Economic fallout and stimulus
That leads to thought bubble 2: Is the trade-off of ‘lives for the economy’ ‘worth it’?
We don’t know yet.
For example, see Gavyn Davies:
The fiscal and monetary stimulus announced by the world’s major economies over the past month is a global policy event without precedent in peacetime.
The increase in fiscal spending and loans in the US this year alone will reach more than 10 per cent of gross domestic product, larger than the rise in the federal deficit through 2008 and 2009. Although this is probably not as big as the financial stimulus implemented by China after the financial crash 12 years ago, most big economies could see government debt to GDP ratios rising by 10-20 percentage points.
The impact of central bank injections will be equally enormous. For example, the US Federal Reserve may finance part of the country’s fiscal stimulus by buying Treasuries. On top of that, its balance sheet will grow from purchases of mortgage bonds and packages of private loan assets. It would not be surprising if the Fed’s balance sheet increased by $2tn-$3tn this year, up from $4.2tn at the end of 2019.
That is similar to the cumulative increase over the entire decade that followed the financial crash. Those who claimed that central banks would be irrelevant in handling this crisis could not be more wrong.
Can the world afford fiscal and monetary stimulus on this scale? – FT
Thought bubble 3: Have policy makers done enough stimulus to make the shutdown and quarantine approach ‘worth it’? Putting aside the fact that Davies’ calculations don’t take into account pre-existing social safety nets, the question still remains: is this enough stimulus to prevent an economic depression?
We don’t know yet.
And to highlight thought bubble 2 once more, here is the second most recommended comment on the Davies article:
Precisely. The government is spending millions of pounds per life saved to (in the majority of cases) extend the lives of sick people by a few months. Flu season last year killed 40,000.
At the expense of the deepest recession we will ever see: huge public debt, millions of jobs being lost (mostly the working class that aren’t office-based and capable of WFH), people will lose their homes, millions of kids not able to go to school or take exams. I could go on.

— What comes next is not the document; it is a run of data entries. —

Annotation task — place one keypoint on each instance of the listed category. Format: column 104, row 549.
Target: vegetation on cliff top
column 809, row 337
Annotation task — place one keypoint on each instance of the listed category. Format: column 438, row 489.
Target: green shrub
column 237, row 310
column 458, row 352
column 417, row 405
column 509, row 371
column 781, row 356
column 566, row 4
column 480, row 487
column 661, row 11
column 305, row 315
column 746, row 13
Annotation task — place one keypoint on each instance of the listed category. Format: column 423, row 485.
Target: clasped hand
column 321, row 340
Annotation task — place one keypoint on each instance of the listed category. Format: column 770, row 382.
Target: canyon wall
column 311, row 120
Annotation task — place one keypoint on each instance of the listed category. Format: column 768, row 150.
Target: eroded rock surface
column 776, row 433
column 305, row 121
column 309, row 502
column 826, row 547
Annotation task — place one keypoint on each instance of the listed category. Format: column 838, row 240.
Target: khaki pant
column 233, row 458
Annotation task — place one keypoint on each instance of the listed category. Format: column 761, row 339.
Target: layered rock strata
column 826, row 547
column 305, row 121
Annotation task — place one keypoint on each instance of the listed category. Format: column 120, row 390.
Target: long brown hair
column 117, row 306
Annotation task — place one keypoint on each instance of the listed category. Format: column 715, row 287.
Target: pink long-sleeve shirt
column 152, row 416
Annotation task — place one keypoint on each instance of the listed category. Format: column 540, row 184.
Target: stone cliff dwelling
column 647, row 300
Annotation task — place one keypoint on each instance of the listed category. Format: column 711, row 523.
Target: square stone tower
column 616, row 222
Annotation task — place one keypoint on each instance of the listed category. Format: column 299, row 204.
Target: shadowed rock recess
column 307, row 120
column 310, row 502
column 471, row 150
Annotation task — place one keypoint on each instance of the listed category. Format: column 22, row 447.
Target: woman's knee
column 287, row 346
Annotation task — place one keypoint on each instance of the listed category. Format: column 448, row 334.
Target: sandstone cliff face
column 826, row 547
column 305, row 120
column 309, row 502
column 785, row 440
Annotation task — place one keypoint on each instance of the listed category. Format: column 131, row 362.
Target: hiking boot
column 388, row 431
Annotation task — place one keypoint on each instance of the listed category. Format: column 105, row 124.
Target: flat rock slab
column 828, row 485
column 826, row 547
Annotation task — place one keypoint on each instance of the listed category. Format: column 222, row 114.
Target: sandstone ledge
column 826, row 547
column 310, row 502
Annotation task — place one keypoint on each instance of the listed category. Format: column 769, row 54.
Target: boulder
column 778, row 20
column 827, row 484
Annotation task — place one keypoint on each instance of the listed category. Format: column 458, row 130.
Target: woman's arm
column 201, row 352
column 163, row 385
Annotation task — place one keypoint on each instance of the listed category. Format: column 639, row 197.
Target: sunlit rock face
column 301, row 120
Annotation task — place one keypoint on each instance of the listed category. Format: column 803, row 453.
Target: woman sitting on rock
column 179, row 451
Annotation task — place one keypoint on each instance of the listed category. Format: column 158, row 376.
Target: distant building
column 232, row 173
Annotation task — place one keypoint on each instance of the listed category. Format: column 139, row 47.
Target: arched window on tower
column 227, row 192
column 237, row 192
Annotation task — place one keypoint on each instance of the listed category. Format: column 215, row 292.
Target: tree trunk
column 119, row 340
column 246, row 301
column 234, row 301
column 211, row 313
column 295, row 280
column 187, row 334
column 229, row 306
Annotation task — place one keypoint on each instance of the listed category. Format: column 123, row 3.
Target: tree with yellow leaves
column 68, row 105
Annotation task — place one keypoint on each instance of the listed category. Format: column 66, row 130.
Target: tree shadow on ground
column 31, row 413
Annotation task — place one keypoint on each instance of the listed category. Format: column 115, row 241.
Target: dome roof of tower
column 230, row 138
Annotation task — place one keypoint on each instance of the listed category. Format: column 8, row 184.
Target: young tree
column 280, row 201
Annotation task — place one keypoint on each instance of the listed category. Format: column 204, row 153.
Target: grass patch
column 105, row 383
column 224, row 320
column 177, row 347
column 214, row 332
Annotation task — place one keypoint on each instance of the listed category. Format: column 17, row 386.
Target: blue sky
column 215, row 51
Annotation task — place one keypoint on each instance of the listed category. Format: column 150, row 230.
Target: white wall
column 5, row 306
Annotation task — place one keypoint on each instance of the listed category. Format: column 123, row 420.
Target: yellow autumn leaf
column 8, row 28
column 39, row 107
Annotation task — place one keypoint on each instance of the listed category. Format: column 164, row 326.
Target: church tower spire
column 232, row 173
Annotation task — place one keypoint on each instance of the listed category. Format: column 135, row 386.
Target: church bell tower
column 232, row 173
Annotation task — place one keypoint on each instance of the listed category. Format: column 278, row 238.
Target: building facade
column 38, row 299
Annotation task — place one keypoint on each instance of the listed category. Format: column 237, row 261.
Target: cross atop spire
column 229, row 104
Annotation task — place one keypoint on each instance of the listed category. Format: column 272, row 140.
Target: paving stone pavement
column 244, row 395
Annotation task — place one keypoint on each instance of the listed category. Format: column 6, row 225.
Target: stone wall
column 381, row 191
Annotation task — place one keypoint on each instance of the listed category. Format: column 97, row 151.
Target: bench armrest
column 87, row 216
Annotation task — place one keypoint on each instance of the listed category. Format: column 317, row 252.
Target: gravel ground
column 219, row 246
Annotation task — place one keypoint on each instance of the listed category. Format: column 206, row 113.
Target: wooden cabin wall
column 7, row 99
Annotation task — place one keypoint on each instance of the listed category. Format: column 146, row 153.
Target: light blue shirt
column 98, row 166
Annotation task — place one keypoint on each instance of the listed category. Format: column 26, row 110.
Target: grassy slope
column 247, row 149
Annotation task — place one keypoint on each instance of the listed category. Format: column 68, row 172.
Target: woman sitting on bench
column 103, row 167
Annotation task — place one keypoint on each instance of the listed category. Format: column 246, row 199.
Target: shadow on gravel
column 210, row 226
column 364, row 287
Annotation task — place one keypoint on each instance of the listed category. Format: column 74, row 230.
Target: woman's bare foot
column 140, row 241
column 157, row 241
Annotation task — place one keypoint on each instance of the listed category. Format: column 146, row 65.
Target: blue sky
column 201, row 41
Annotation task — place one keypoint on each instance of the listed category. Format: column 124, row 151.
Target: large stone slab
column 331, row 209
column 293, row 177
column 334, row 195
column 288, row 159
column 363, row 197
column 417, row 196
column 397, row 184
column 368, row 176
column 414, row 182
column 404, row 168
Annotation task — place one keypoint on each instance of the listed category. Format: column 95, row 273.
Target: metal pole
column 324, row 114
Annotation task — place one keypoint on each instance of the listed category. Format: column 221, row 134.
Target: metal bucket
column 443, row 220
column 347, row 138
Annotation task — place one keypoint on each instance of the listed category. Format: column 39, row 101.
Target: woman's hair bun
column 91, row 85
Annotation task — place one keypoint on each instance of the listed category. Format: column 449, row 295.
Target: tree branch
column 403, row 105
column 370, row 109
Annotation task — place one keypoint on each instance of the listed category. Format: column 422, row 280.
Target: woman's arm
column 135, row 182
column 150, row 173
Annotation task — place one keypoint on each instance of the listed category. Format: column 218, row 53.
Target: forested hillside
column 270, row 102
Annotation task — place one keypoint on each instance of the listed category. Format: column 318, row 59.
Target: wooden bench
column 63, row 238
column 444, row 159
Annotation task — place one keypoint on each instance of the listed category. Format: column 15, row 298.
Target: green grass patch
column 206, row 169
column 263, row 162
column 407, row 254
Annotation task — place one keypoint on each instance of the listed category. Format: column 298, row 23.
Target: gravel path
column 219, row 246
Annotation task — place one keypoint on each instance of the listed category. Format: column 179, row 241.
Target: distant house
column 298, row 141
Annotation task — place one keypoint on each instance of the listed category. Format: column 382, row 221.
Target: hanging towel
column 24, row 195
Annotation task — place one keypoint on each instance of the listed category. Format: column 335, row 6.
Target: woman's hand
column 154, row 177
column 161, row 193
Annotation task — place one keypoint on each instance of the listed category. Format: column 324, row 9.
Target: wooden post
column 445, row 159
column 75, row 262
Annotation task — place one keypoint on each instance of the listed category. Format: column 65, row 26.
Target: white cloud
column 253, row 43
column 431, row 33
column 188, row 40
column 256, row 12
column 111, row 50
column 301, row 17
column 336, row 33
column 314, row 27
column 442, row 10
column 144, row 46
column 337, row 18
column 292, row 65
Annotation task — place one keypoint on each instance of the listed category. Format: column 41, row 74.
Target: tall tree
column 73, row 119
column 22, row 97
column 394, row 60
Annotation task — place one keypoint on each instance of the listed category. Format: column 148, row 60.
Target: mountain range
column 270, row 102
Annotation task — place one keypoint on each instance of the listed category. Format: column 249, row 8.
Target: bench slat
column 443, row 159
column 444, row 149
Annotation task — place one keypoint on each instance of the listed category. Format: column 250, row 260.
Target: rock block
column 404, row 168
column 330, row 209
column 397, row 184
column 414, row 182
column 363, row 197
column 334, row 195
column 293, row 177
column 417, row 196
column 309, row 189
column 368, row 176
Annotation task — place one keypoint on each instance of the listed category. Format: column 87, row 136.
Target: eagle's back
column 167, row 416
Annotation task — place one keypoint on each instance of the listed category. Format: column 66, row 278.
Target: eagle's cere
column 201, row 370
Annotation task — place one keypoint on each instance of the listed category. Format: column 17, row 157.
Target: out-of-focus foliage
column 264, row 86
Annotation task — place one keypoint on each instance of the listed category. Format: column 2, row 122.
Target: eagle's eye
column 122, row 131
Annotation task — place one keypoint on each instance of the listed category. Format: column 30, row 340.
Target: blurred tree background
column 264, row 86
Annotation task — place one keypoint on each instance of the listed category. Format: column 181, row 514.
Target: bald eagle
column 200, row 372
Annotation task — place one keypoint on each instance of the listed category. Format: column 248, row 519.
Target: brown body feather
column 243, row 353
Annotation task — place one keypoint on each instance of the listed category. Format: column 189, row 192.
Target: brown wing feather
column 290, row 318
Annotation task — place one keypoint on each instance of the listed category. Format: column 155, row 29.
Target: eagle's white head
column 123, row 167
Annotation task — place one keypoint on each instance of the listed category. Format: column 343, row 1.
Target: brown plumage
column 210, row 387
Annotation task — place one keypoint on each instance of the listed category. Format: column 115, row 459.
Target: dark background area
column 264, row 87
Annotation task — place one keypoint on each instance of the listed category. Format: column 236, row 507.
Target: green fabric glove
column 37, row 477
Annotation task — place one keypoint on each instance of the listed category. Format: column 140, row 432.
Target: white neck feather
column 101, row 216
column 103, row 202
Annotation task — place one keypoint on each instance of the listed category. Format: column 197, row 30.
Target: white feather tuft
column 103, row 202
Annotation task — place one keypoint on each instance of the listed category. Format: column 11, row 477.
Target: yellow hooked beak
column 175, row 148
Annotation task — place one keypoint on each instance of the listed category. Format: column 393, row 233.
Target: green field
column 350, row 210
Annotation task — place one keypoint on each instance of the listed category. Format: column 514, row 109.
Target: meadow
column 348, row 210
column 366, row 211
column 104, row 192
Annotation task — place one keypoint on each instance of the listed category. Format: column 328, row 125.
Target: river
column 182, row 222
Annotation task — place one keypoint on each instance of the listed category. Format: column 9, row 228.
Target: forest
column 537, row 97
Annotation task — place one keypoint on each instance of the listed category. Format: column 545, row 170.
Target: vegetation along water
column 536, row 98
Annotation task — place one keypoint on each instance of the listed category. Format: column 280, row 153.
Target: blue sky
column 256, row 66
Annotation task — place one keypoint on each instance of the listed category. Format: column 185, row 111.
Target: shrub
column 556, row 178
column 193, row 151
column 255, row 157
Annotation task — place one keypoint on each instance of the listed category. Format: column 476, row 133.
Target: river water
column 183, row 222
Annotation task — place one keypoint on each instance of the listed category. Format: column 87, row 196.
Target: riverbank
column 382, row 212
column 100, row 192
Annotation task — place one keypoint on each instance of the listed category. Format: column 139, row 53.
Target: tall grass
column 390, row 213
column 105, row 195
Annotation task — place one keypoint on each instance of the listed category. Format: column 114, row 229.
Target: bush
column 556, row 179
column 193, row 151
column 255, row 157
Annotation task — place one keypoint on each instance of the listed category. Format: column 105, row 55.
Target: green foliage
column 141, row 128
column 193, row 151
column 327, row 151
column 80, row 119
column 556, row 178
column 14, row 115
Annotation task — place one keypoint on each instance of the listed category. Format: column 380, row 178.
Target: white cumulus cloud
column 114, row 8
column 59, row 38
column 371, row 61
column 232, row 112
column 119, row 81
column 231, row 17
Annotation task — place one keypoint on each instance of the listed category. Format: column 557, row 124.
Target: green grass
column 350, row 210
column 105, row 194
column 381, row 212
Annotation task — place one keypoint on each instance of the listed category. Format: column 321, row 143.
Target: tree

Our wartime leaders need to urgently appraise which human cost is worse
My view
My contention here is that, while we have a much greater understanding of the scale of this crisis, there are still a lot of unknowns right now. We have absorbed a lot so far, but there is still great uncertainty on the best course of action and on what the future will look like.
All of these unknowns will become knowns in due course. And I believe the next several weeks will be huge in that evolution. That’s when we’ll find out whether Arizona is playing Russian roulette with it’s citizens lives. We’ll also find out how well the economy and financial markets respond too.
As always, let’s hope for best and prepare for the worst.